Welches Modul passt, hängt an Ihrem Verbrauchsprofil. Ein Betrieb, der die Frage beantworten kann, hat sich mit dem Thema befasst; einer, der sie an den Netzbetreiber weiterreicht, auch – nur sollten Sie dann wissen, dass die Entscheidung bei Ihnen liegt.

Was der Netzbetreiber bei der Anmeldung wissen will

Die Anmeldung selbst ist unspektakulär und läuft in aller Regel über ein Formular des Netzbetreibers, das der ausführende Elektrobetrieb einreicht. Er ist dafür im Installateurverzeichnis eingetragen; ohne diese Eintragung darf er am Netz nicht arbeiten.

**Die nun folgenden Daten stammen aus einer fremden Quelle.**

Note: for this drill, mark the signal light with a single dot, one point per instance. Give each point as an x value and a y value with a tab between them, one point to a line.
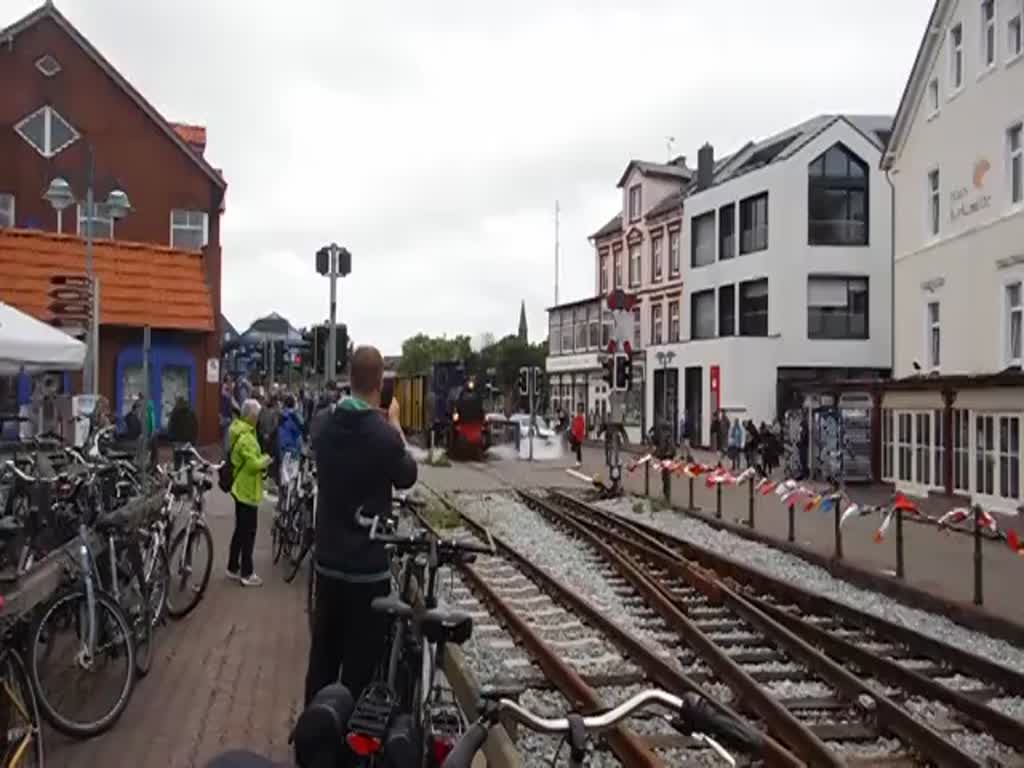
363	744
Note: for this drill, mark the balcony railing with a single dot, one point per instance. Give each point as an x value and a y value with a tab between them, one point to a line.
837	232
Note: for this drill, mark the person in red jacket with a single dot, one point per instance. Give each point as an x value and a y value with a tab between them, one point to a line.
577	431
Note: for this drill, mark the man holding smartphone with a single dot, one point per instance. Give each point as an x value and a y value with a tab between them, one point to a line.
360	457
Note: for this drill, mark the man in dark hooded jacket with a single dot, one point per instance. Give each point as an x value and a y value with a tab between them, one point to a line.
360	456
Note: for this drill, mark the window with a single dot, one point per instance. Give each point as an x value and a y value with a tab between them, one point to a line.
987	33
887	443
1016	163
837	307
962	456
754	307
1015	33
727	310
702	314
956	56
46	131
903	446
837	187
933	334
655	258
655	324
1014	323
634	264
6	209
188	229
754	223
726	231
933	202
102	222
674	254
635	203
702	230
938	449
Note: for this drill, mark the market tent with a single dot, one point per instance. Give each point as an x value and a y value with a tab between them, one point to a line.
28	344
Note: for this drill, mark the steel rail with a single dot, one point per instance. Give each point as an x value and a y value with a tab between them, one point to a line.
888	713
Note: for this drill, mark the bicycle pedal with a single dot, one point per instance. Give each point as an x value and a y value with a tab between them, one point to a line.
372	713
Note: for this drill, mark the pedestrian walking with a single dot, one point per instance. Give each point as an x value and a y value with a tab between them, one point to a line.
248	463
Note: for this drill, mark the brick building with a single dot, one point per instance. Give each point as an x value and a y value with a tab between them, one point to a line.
62	108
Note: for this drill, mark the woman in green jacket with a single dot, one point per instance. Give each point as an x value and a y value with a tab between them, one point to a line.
248	463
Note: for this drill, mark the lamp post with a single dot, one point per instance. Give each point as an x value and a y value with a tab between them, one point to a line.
60	196
334	261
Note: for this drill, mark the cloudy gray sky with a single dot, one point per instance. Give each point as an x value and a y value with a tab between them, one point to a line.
432	138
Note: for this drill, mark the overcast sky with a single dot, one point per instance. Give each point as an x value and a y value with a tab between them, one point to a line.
432	138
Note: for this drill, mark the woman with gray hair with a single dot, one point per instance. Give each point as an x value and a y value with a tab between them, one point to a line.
248	463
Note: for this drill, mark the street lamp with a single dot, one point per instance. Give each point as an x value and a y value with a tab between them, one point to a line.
60	196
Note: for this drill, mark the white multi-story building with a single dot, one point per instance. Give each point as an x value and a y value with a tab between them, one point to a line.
787	270
640	250
952	419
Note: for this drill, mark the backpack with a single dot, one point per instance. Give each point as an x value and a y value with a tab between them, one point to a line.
225	475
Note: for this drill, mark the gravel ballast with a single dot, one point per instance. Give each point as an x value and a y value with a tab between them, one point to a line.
801	573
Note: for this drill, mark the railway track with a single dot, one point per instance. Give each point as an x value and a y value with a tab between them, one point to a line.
869	691
565	647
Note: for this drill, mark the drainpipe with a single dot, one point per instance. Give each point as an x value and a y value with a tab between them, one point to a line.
892	274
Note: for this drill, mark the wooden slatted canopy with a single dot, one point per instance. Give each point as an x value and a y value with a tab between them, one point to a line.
139	284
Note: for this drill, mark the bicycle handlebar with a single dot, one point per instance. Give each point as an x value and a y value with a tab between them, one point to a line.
692	715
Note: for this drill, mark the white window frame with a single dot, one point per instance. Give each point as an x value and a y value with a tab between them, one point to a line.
1015	155
48	151
934	195
955	55
987	29
1008	317
97	209
1015	19
204	227
934	98
7	210
933	326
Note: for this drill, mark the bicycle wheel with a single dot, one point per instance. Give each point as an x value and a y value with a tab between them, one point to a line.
189	569
100	683
23	741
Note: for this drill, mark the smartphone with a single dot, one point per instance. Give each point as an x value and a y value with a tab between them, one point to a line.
387	393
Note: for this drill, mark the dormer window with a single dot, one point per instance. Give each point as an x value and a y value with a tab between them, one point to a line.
635	203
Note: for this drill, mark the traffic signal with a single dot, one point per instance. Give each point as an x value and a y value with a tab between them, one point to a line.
624	372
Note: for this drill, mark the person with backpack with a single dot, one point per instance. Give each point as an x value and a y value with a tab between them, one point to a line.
247	463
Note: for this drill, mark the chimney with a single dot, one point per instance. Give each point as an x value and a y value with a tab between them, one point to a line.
706	166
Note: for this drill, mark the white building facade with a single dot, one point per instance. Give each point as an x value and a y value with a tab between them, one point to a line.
786	270
953	420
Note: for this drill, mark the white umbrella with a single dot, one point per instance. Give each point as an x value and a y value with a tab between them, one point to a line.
27	343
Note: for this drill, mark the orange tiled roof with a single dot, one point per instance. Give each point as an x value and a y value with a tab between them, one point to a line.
139	284
194	135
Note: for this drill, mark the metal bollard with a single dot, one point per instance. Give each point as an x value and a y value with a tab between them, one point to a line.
979	597
899	544
750	504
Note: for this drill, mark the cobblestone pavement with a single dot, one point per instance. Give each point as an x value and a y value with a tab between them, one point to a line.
227	676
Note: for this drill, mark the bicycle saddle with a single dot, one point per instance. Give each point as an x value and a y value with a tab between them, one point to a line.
448	626
392	606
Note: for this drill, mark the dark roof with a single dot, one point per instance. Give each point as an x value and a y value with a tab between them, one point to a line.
613	225
47	10
676	170
929	42
666	205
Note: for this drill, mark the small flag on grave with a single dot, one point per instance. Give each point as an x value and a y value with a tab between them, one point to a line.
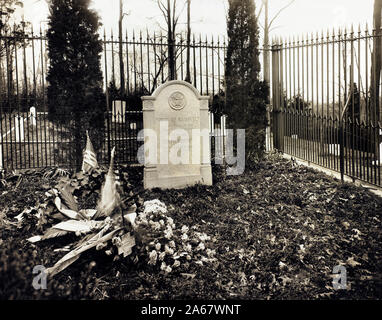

Gefragt wird nach Hersteller und Typ der Wallbox, der Anschlussleistung, dem Anschlusspunkt im Haus und der vorgesehenen Steuereinrichtung. Bei Wallboxen über 12 kVA kommt die Frage nach der gleichzeitigen Nutzung mehrerer Ladepunkte dazu.

Sinnvoll ist, die Anmeldung vor der Installation abzuschließen und nicht danach. Zum einen ist sie so vorgesehen; zum anderen zeigt sich dabei, ob am Zählerplatz etwas zu tun ist – und das ist bei einer Wallbox dieselbe Frage wie bei einer Photovoltaikanlage.

Ein eigener Stromkreis, kein Verlängerungskabel

Eine Wallbox ist ein Dauerverbraucher: Sie zieht über Stunden hinweg konstant ihre volle Leistung. Genau darin unterscheidet sie sich von jedem anderen Gerät im Haushalt, und deshalb bekommt sie einen eigenen Stromkreis mit eigener Absicherung.

Dazu gehört ein Fehlerstromschutz, der auch Gleichfehlerströme erfasst – entweder als eigenes Bauteil im Verteiler oder in der Wallbox integriert. Welche der beiden Lösungen vorgesehen ist, gehört ins Angebot: Ist sie in der Wallbox integriert, spart das im Verteiler ein Bauteil; ist sie es nicht, muss es dort stehen.

Die gelegentlich gehörte Alternative, das Auto über eine gewöhnliche Schuko-Steckdose zu laden, ist keine. Eine Haushaltssteckdose ist für kurzzeitige Belastung ausgelegt, nicht für zehn Stunden an der Grenze – Kontakte, Klemmstellen und Leitungen erwärmen sich, und die Schäden zeigen sich erst, wenn es zu spät ist.

Wallbox und Photovoltaik in einem Auftrag

Wer beides zusammen beauftragt, spart eine Anfahrt, eine Anmeldung und meist auch einen Teil der Elektroinstallation – die Zuleitung zur Wallbox und der AC-Anschluss der Anlage laufen über denselben Verteiler.

Es entsteht dabei aber auch ein Vergleichsproblem: Ein Paketpreis für Anlage, Speicher und Wallbox lässt sich mit einem anderen Paketpreis nur vergleichen, wenn beide dieselben drei Teile in derselben Größe enthalten. Sobald sich Speicherkapazität oder Wallbox-Leistung unterscheiden, ist der Gesamtpreis keine Aussage mehr.

Und ein steuerliches: Für Anlage und Speicher gilt der Nullsteuersatz, für die Wallbox nicht. Ein Paket mit einem einzigen Steuersatz von null Prozent auf alles ist deshalb kein Schnäppchen, sondern ein Fehler – einer, der zulasten des Betriebs geht, aber den Bruttopreisvergleich zweier Angebote wertlos macht.